Regarding changes to the CPA Exam, technology topics will be introduced throughout all sections. While the “new” Exam would continue to require the passage of four sections, the structure of the four sections would change. The CPA Exam will require a candidate to demonstrate proficiency in each of three “core” areas of accounting, auditing, and tax, as well as one of three “disciplines” – tax compliance and planning (TCP), business analysis and reporting (BAR), and information systems and controls (ISC). So, the four sections requiring passage will be each of the core sections along with just one of the discipline sections.
The core sections are to cover those foundational areas that all newly-licensed CPAs should know pertaining to accounting, auditing, and tax, while the discipline sections allow the candidate to display a more in-depth level of knowledge of the topics included within that discipline.
The TCP discipline is targeted to candidates interested in advanced individual tax compliance and planning, personal financial planning, and entity tax compliance and planning.
The BAR discipline is targeted to candidates interested in assurance or advisory services, financial statement analysis and reporting, technical accounting, and financial and operations management.
The ISC discipline is targeted to candidates interested in assurance or advisory services related to business processes, information systems, information security and governance, and the IT audit.
The first phase of the CPA Exam practice analysis has already begun, with subject matter experts providing insight into the skillsets and knowledge newly licensed CPAs will need to possess in the future. Public comment will be sought when the exposure draft of the practice analysis is issued, so please be willing to provide feedback. The AICPA points to a January 2024 launch date for the new Exam.
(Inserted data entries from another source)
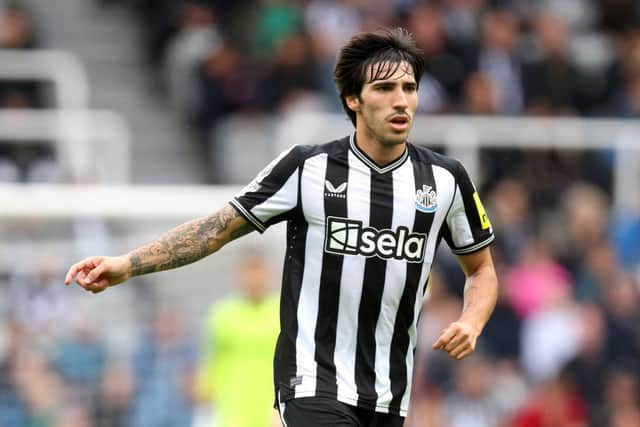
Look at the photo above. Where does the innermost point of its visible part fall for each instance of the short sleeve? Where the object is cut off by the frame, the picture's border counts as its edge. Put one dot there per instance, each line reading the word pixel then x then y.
pixel 467 227
pixel 273 193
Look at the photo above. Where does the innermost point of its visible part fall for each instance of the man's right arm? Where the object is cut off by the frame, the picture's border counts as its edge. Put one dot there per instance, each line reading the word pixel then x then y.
pixel 183 245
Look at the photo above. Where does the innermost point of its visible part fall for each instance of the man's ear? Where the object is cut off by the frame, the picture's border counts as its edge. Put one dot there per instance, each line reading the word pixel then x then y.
pixel 353 102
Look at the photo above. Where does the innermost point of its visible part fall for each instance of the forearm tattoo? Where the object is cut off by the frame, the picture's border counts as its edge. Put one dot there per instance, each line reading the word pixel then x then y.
pixel 187 243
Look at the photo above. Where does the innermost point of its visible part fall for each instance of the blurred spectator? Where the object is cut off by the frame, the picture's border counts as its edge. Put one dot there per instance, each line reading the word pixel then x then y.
pixel 621 302
pixel 163 365
pixel 584 224
pixel 550 81
pixel 240 336
pixel 112 405
pixel 621 404
pixel 228 84
pixel 13 410
pixel 555 402
pixel 499 61
pixel 511 213
pixel 540 291
pixel 38 304
pixel 80 359
pixel 445 71
pixel 589 366
pixel 197 36
pixel 471 403
pixel 290 77
pixel 275 21
pixel 330 24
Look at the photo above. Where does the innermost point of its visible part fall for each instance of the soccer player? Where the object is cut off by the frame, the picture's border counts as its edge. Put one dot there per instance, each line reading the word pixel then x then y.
pixel 365 215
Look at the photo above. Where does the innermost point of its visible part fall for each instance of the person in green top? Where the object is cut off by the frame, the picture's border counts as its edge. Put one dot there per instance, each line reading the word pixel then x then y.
pixel 240 334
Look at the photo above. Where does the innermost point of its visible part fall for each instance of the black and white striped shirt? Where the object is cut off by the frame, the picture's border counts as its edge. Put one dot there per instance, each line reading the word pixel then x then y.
pixel 360 243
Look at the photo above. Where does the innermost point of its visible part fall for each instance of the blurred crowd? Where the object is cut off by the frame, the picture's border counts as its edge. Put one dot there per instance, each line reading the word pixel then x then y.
pixel 563 345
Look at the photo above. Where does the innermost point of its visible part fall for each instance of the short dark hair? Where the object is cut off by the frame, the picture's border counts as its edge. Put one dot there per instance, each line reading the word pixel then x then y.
pixel 392 46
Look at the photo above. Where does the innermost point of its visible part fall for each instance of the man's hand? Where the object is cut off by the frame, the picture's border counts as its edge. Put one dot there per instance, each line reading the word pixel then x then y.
pixel 458 339
pixel 95 274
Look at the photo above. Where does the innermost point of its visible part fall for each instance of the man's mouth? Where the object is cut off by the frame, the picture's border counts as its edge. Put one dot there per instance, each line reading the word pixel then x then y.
pixel 399 122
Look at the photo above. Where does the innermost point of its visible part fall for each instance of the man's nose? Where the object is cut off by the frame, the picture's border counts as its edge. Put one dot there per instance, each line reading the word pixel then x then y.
pixel 400 99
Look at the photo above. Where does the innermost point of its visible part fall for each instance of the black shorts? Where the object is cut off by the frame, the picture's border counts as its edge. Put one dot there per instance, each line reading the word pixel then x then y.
pixel 323 411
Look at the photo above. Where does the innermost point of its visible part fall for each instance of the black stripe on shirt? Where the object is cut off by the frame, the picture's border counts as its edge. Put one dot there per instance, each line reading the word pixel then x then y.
pixel 284 363
pixel 335 204
pixel 423 175
pixel 381 218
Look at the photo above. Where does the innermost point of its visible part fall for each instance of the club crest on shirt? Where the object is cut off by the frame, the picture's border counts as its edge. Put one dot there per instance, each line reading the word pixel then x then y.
pixel 426 199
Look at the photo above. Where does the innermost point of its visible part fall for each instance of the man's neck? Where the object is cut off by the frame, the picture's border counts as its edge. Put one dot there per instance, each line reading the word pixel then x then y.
pixel 381 154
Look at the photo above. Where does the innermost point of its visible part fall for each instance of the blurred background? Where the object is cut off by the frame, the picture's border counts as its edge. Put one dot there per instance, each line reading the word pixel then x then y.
pixel 120 119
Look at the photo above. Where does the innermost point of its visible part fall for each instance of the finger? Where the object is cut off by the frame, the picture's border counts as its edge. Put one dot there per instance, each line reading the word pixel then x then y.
pixel 446 336
pixel 99 286
pixel 95 273
pixel 456 342
pixel 464 354
pixel 73 270
pixel 86 263
pixel 460 350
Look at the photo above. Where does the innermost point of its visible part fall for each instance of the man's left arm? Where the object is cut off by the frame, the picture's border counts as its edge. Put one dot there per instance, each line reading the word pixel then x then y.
pixel 480 296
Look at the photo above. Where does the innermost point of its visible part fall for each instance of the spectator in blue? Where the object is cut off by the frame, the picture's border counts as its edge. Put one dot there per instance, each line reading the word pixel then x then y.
pixel 162 365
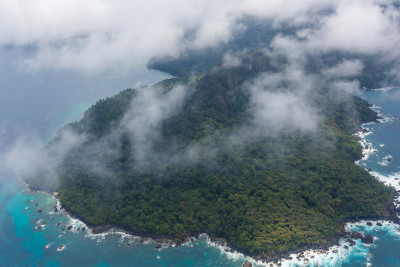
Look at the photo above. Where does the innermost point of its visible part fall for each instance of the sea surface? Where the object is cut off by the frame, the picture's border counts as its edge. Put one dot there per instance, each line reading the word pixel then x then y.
pixel 32 238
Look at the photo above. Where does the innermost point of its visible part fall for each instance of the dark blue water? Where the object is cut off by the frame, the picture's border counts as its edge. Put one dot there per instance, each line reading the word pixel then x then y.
pixel 23 244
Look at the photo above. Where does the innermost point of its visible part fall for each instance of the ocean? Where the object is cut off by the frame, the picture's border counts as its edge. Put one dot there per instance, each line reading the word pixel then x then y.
pixel 29 237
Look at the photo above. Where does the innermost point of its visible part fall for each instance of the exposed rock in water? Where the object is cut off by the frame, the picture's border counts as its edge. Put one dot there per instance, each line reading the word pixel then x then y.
pixel 367 239
pixel 351 241
pixel 356 235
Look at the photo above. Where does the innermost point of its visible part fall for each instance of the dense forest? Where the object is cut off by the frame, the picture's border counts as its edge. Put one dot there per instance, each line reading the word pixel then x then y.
pixel 265 194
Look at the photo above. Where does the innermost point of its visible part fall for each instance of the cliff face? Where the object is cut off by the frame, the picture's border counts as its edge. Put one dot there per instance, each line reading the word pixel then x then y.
pixel 215 160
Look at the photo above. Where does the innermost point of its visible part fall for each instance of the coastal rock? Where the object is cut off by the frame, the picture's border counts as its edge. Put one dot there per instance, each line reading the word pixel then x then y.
pixel 356 235
pixel 367 239
pixel 351 242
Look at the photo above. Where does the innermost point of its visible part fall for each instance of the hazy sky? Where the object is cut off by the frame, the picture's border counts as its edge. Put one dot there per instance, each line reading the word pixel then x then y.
pixel 95 35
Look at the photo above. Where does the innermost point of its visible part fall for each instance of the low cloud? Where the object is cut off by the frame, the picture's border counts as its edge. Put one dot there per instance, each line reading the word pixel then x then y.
pixel 148 110
pixel 102 35
pixel 27 158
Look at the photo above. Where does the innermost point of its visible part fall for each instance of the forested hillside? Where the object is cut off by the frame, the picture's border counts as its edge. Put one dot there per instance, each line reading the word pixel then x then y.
pixel 208 170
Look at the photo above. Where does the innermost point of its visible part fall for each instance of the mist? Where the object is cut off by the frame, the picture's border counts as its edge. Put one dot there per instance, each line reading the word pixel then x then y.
pixel 95 46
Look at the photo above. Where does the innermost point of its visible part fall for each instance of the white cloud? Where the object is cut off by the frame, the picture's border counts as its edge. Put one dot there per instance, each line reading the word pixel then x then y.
pixel 347 68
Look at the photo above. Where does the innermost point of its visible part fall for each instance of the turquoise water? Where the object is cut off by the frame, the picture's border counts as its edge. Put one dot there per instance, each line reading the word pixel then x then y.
pixel 21 244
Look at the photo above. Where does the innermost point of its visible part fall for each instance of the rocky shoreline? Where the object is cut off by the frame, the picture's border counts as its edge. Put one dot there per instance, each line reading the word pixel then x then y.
pixel 163 241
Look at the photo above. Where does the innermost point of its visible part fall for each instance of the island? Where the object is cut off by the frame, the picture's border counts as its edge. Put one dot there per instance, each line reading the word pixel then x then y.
pixel 188 156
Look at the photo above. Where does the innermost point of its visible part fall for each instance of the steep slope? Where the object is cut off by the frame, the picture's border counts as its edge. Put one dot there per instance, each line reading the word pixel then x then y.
pixel 206 170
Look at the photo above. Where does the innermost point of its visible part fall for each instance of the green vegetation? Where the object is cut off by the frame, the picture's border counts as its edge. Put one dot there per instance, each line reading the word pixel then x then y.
pixel 265 195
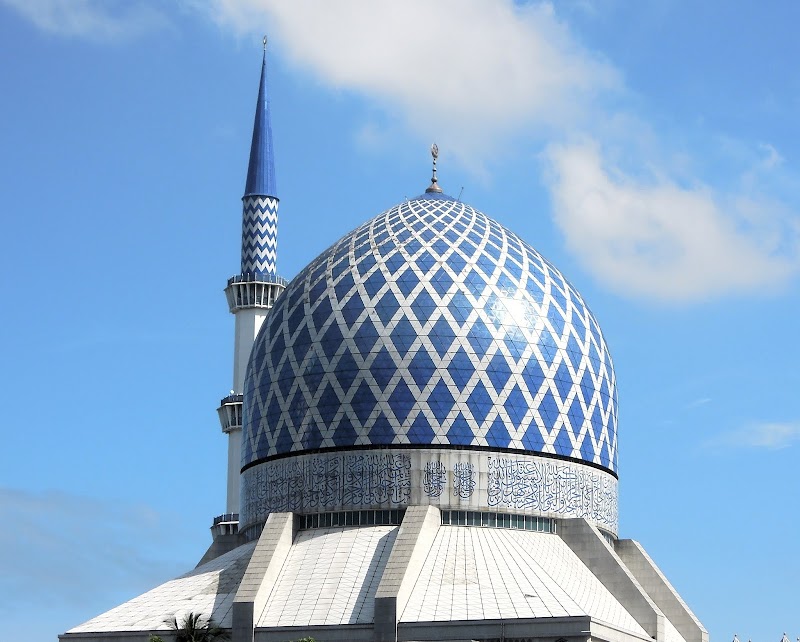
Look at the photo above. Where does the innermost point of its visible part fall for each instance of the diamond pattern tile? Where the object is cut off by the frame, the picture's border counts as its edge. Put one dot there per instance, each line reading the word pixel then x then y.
pixel 431 324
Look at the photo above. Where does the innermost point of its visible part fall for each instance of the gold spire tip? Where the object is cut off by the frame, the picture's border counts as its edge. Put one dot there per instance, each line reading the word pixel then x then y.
pixel 434 186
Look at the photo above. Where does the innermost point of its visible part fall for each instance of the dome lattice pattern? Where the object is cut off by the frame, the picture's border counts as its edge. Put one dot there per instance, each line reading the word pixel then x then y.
pixel 431 325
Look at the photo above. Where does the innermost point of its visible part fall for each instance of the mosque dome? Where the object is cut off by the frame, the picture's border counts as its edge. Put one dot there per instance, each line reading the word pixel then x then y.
pixel 431 325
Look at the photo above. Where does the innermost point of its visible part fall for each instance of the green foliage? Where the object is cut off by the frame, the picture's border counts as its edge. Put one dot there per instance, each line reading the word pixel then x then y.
pixel 195 628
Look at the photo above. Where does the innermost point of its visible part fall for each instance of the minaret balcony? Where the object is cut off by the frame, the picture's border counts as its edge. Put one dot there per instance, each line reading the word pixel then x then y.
pixel 230 413
pixel 253 291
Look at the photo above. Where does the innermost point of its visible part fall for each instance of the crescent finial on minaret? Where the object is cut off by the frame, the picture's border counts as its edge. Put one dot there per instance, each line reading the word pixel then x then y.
pixel 434 186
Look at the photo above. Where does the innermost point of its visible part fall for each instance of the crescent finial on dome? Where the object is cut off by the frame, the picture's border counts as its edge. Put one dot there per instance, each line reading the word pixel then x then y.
pixel 434 186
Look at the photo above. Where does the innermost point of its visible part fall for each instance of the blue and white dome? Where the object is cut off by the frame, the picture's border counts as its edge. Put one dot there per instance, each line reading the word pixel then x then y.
pixel 431 325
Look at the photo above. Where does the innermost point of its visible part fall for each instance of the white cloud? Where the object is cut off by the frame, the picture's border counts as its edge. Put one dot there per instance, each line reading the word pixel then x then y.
pixel 463 72
pixel 771 436
pixel 97 20
pixel 478 75
pixel 656 239
pixel 74 549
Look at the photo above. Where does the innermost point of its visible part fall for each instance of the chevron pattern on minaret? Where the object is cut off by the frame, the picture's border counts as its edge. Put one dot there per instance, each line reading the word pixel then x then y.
pixel 259 234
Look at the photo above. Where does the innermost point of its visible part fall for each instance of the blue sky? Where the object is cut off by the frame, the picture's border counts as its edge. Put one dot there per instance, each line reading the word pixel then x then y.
pixel 649 150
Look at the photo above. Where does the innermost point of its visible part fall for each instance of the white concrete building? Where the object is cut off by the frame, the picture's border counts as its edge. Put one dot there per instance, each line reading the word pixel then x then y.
pixel 422 446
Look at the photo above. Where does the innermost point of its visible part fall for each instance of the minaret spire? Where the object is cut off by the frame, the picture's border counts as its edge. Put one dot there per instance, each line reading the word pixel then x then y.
pixel 251 293
pixel 260 200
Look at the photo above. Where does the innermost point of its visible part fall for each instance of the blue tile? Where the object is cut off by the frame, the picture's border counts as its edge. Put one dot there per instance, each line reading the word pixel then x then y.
pixel 499 372
pixel 548 410
pixel 563 381
pixel 461 368
pixel 480 337
pixel 516 406
pixel 442 336
pixel 321 313
pixel 460 434
pixel 363 402
pixel 344 286
pixel 374 283
pixel 383 368
pixel 479 402
pixel 401 401
pixel 332 341
pixel 312 437
pixel 346 370
pixel 381 432
pixel 441 401
pixel 328 405
pixel 497 436
pixel 387 307
pixel 403 336
pixel 365 337
pixel 423 306
pixel 345 434
pixel 352 310
pixel 422 368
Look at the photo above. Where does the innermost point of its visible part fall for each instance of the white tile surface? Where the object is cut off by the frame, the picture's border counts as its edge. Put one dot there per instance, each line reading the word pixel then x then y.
pixel 208 590
pixel 489 573
pixel 330 577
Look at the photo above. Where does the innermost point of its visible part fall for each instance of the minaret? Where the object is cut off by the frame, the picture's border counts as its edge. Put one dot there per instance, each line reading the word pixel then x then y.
pixel 251 293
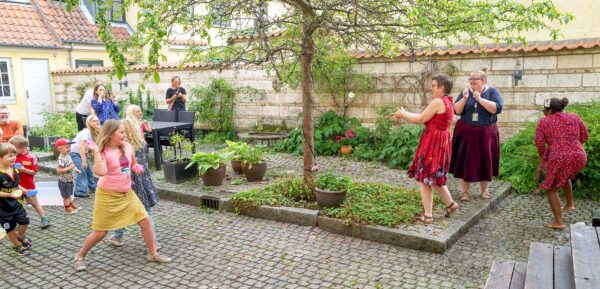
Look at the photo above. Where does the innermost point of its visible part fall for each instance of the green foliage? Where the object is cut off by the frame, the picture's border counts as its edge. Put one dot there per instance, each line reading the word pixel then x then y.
pixel 282 192
pixel 237 150
pixel 379 204
pixel 207 161
pixel 214 105
pixel 520 160
pixel 57 124
pixel 400 146
pixel 254 155
pixel 327 181
pixel 148 105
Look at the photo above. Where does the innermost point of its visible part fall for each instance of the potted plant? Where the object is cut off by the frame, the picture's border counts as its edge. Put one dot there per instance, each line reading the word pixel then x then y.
pixel 211 167
pixel 254 167
pixel 330 191
pixel 346 141
pixel 177 169
pixel 237 150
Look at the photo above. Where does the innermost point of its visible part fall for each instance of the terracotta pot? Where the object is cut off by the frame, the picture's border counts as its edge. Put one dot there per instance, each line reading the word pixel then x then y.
pixel 254 172
pixel 346 150
pixel 214 177
pixel 176 173
pixel 236 165
pixel 329 199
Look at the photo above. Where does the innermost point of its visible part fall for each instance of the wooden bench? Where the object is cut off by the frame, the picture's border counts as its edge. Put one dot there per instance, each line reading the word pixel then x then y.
pixel 585 244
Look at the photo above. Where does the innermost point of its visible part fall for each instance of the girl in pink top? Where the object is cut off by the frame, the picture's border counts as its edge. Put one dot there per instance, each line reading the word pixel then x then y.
pixel 116 205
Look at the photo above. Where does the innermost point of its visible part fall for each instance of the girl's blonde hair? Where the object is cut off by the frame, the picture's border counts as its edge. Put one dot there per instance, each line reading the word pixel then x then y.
pixel 133 128
pixel 108 129
pixel 93 130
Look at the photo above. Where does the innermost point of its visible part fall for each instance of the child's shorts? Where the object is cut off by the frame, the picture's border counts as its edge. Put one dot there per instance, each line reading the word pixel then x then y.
pixel 9 223
pixel 66 189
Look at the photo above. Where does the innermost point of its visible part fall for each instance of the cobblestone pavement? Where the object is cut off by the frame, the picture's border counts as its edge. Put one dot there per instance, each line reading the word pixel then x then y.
pixel 215 250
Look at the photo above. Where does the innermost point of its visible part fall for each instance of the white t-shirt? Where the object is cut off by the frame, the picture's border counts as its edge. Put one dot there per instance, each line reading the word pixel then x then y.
pixel 84 134
pixel 86 103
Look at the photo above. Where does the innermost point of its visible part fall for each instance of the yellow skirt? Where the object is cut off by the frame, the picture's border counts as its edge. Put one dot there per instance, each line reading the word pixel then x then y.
pixel 114 210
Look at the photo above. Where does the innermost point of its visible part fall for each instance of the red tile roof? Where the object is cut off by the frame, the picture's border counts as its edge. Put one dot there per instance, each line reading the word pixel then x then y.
pixel 139 67
pixel 498 48
pixel 47 23
pixel 187 42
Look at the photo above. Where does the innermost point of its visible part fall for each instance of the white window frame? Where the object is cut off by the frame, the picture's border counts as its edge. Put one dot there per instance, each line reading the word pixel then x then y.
pixel 12 97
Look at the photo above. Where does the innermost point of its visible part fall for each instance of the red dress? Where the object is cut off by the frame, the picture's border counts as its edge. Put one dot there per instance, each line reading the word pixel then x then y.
pixel 432 159
pixel 559 138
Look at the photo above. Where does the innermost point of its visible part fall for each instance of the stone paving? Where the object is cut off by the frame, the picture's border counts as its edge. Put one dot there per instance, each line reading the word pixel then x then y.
pixel 216 250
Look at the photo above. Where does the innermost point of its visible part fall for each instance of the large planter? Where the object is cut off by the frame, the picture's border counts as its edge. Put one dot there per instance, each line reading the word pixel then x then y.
pixel 254 172
pixel 176 173
pixel 329 199
pixel 236 165
pixel 214 177
pixel 346 150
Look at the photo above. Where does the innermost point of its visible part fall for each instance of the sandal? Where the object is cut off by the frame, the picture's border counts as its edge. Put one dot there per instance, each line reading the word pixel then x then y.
pixel 465 197
pixel 425 219
pixel 554 226
pixel 485 194
pixel 450 209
In concert with the changes suggested for the CPA Exam as described above, changes are also being suggested in the educational background of a CPA candidate in response to the identified skillsets, competencies, and knowledge expected to be required of the newly licensed CPA. As part of the CPA Evolution initiative, a model accounting curriculum has been developed to assist colleges and universities in structuring course content geared towards preparing students for the changing demands of the profession. Model curriculum task forces, consisting of practitioners, regulators, and college/university faculty, were established to focus on the Core and each of the three Discipline areas to develop education modules, topics, and learning objectives for faculty to consider in aligning their curriculum with the needs of practicing CPAs. I feel privileged to have served as the co-chair of the Core curriculum task force. Under the proposed model curriculum, core courses would consist of 18 credit hours, while the discipline curriculums would consist of 6 credit hours each.
The new CPA Evolution Model Accounting Curriculum will be introduced by the AICPA, NASBA, and the American Accounting Association (AAA) at a two-day launch event on June 15-16, providing attendees with a thorough overview of the model curriculum. The event is open to all who are interested. Task force members who developed the curriculum will give in-depth presentations, walking through emerging topics and learning objectives while also addressing how accounting programs might prepare students for the TCP, BAR, and ISC disciplines.
It’s an exciting time in the profession! Please stay engaged, and continue supporting efforts to keep our wonderful profession relevant in this ever-changing business environment and the CPA as the most trusted, and most valuable, business advisor.